ナラ枯れは江戸時代にもあった

最近の日林誌に載った論文
ナラ枯れは江戸時代にも発生していた」
井田秀行・高橋勸、日林誌92, 115-119, 2010
要点は以下の通り。

長野県飯山市では、1750年にもナラ枯れのような被害が発生していた。古文書に「神社の社叢において、多数のナラ樹の葉が夏頃から変色しはじめ、秋にはほとんどが萎凋枯死した。虫は樹幹に加害しており駆除の手段がない」と記されていた。
カシノナガキクイムシは江戸時代以前から我が国に生息しており、ブナ科樹木萎凋病は社叢のような大径木が多い立地で発生を繰り返していた可能性が高い。
五束神社が所蔵する「御社向日記」を読んだ。
1750年に発生したナラ枯れは、現在のように顕在化することなく2〜3年程度で収束した可能性が高い。

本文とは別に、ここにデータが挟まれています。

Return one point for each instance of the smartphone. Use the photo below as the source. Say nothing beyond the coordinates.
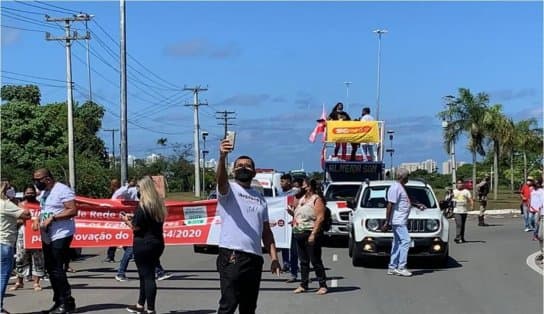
(231, 136)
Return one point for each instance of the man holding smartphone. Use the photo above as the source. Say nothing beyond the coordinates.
(244, 215)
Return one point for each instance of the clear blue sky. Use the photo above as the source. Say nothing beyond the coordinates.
(275, 64)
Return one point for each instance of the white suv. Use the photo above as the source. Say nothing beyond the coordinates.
(337, 195)
(429, 229)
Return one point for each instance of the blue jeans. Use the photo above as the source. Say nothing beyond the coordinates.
(528, 217)
(127, 256)
(290, 257)
(400, 247)
(6, 266)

→ 神社社叢の他の土地には大径のコナラが存在しなかった。
低温期であるこの時期にナラ枯れが発生していたということは、現在のナラ枯れが温暖化の生ではないし、海外起源であるという可能性も低い。
古文書で記述している場所は現在の飯山市大字豊田であり、この周辺では現在もナラガレが発生している。